Sex discrimination
It is sex discrimination not to consult adequately with a woman absent on maternity leave (Blundell v Governing Body of St Andrews Catholic Primary School [2007] UKEAT 0329/06/1005). Special arrangements must be made to ensure proper consultation with an employee on maternity leave. For example, she may not have regular access to work intranet or email, and may not be based at the home address. The same applies to men and women on adoption or additional paternity leave.
In practice, employees going on leave should set up clear agreed communication mechanisms, including access to internal jobs via the intranet and should check in regularly with the workplace. Even though an employee on maternity, adoption or additional paternity leave has special protection if made redundant while on leave, there are limits to that protection (see chapter 6 for more detail). It is important to keep in close touch with the employer and to confirm interest in any vacancies.
Under section 99 of the ERA 96, selection for redundancy is automatically unfair if it is based on pregnancy, childbirth, maternity, or the taking or requesting of maternity leave, adoption leave, parental leave, paternity leave, additional paternity leave or emergency dependency leave (section 57A ERA 96). It is also likely to be sex discrimination.

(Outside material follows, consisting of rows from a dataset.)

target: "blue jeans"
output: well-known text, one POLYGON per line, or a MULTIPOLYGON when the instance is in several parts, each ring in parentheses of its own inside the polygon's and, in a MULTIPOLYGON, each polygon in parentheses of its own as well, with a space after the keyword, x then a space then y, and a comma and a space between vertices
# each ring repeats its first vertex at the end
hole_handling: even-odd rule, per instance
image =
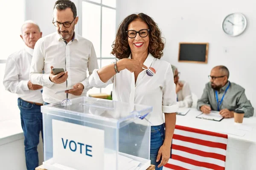
POLYGON ((160 168, 157 166, 161 163, 162 159, 157 162, 157 157, 160 147, 163 144, 165 137, 164 126, 163 124, 158 126, 151 127, 151 134, 150 138, 150 160, 151 164, 156 166, 156 170, 162 170, 163 167, 160 168))
POLYGON ((39 143, 39 133, 43 138, 43 122, 41 106, 18 99, 20 110, 21 127, 24 133, 25 155, 28 170, 35 170, 38 166, 37 146, 39 143))

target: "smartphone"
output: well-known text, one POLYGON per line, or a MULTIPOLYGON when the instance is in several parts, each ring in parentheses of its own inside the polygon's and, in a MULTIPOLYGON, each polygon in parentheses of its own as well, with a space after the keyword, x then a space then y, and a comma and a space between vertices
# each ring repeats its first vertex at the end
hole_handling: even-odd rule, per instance
POLYGON ((63 68, 52 68, 52 70, 53 72, 53 74, 56 75, 62 72, 65 72, 65 70, 63 68))

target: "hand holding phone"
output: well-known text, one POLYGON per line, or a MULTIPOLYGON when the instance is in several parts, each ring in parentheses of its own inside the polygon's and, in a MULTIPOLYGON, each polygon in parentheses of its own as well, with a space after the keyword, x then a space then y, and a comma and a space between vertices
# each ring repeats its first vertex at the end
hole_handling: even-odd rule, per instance
POLYGON ((65 82, 67 77, 67 71, 65 72, 62 68, 54 68, 51 66, 51 73, 49 76, 50 80, 56 84, 61 84, 65 82))

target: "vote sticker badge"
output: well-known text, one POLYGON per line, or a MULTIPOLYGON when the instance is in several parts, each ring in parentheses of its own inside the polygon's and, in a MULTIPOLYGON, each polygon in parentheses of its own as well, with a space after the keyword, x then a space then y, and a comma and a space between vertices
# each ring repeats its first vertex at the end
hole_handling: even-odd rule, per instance
POLYGON ((149 76, 153 76, 155 74, 156 71, 153 67, 150 67, 146 71, 147 74, 149 76))

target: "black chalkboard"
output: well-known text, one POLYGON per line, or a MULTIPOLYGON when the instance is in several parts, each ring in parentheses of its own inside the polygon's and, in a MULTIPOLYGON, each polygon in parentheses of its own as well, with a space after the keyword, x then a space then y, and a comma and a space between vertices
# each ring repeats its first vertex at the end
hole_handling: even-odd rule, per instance
POLYGON ((208 43, 180 42, 179 61, 207 63, 208 43))

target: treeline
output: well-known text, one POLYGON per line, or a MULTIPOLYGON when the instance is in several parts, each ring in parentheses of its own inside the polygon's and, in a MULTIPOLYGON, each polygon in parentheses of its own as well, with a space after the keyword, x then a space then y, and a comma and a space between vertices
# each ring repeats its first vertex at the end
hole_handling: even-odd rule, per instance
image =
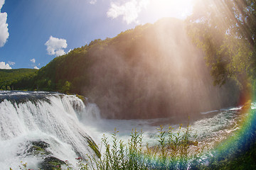
POLYGON ((177 120, 238 103, 235 82, 214 86, 209 72, 184 21, 163 18, 92 41, 9 86, 82 94, 103 118, 177 120))

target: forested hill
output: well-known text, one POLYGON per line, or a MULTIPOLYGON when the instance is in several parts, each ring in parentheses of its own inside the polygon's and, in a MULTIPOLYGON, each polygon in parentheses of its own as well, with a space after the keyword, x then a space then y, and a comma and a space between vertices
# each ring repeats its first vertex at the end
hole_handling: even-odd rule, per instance
POLYGON ((23 89, 23 86, 33 84, 33 77, 37 72, 31 69, 0 69, 0 90, 23 89))
POLYGON ((188 118, 235 105, 239 98, 232 81, 212 85, 203 53, 191 42, 183 21, 174 18, 95 40, 36 73, 33 83, 12 85, 84 95, 107 118, 188 118))

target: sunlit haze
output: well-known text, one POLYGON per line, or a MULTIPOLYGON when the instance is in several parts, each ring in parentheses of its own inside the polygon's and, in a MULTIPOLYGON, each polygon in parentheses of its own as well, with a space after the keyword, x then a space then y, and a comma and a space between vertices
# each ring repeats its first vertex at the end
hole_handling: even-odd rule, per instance
POLYGON ((0 68, 41 68, 93 40, 184 19, 192 8, 193 0, 0 0, 0 68))

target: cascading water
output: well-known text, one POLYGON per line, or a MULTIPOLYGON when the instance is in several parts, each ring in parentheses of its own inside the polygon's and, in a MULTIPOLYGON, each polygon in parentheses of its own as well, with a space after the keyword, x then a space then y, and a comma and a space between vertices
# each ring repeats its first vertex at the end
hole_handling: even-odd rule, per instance
MULTIPOLYGON (((191 123, 192 132, 197 133, 201 141, 221 140, 240 128, 240 109, 202 113, 201 119, 191 123)), ((117 137, 124 142, 130 138, 132 129, 142 130, 143 142, 154 145, 157 142, 156 128, 160 125, 167 128, 169 123, 166 118, 101 119, 95 104, 85 105, 73 95, 1 91, 0 167, 18 169, 22 161, 28 163, 28 168, 47 169, 47 161, 53 159, 60 163, 68 160, 75 166, 76 157, 95 155, 97 152, 90 145, 101 148, 102 135, 110 140, 115 128, 119 131, 117 137)), ((178 125, 171 126, 175 132, 178 125)))
POLYGON ((89 147, 94 141, 77 116, 99 118, 97 106, 87 106, 75 96, 1 91, 1 169, 16 169, 21 161, 37 169, 49 159, 73 163, 78 157, 94 154, 89 147))

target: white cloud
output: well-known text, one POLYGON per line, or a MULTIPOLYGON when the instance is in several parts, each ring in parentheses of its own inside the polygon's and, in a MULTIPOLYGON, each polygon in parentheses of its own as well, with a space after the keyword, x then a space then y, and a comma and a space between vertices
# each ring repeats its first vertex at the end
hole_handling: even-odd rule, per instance
POLYGON ((91 4, 92 5, 95 4, 96 2, 97 2, 97 0, 91 0, 91 1, 90 1, 90 4, 91 4))
POLYGON ((15 62, 8 62, 8 64, 9 64, 9 65, 14 65, 14 64, 15 64, 15 62))
POLYGON ((50 55, 56 57, 65 54, 63 48, 68 47, 67 40, 62 38, 50 36, 49 40, 45 44, 47 46, 47 52, 50 55))
POLYGON ((9 64, 5 64, 4 62, 0 62, 0 69, 11 69, 11 67, 9 64))
POLYGON ((31 59, 31 62, 33 62, 33 63, 35 63, 36 62, 36 59, 31 59))
POLYGON ((4 4, 4 0, 0 0, 0 47, 6 42, 9 36, 8 32, 7 13, 1 13, 1 9, 4 4))
POLYGON ((139 13, 142 9, 146 8, 149 0, 130 0, 123 4, 117 1, 112 2, 110 8, 107 12, 107 17, 116 18, 122 16, 123 20, 129 24, 132 22, 138 23, 139 13))

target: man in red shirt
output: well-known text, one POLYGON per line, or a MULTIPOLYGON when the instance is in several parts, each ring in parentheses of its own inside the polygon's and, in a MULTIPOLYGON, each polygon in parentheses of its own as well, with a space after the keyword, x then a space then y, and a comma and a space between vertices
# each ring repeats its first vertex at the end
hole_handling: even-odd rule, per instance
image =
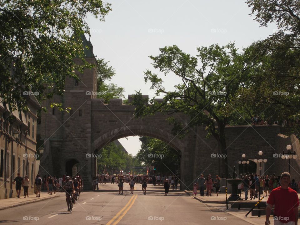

The European Court in Reizniece v Zemkopibas Ministrija [2013] C-7/12, established that it is sex discrimination to use selection methods, or a selection process that places those who have taken (or are on) parental leave, in a less favourable position than those who have not. The European Court said that where an employee has been on parental leave in the period leading up to any assessment date used for redundancy selection, it is not sex discrimination to use a different assessment period for that worker looking at their most recent period of work, as long as this does not mean treating them less favourably. Employers must use identical criteria to judge those on parental leave and those present at work, and the case suggests that employers should not use selection methods that require the physical presence of employees (of both sexes) on parental leave.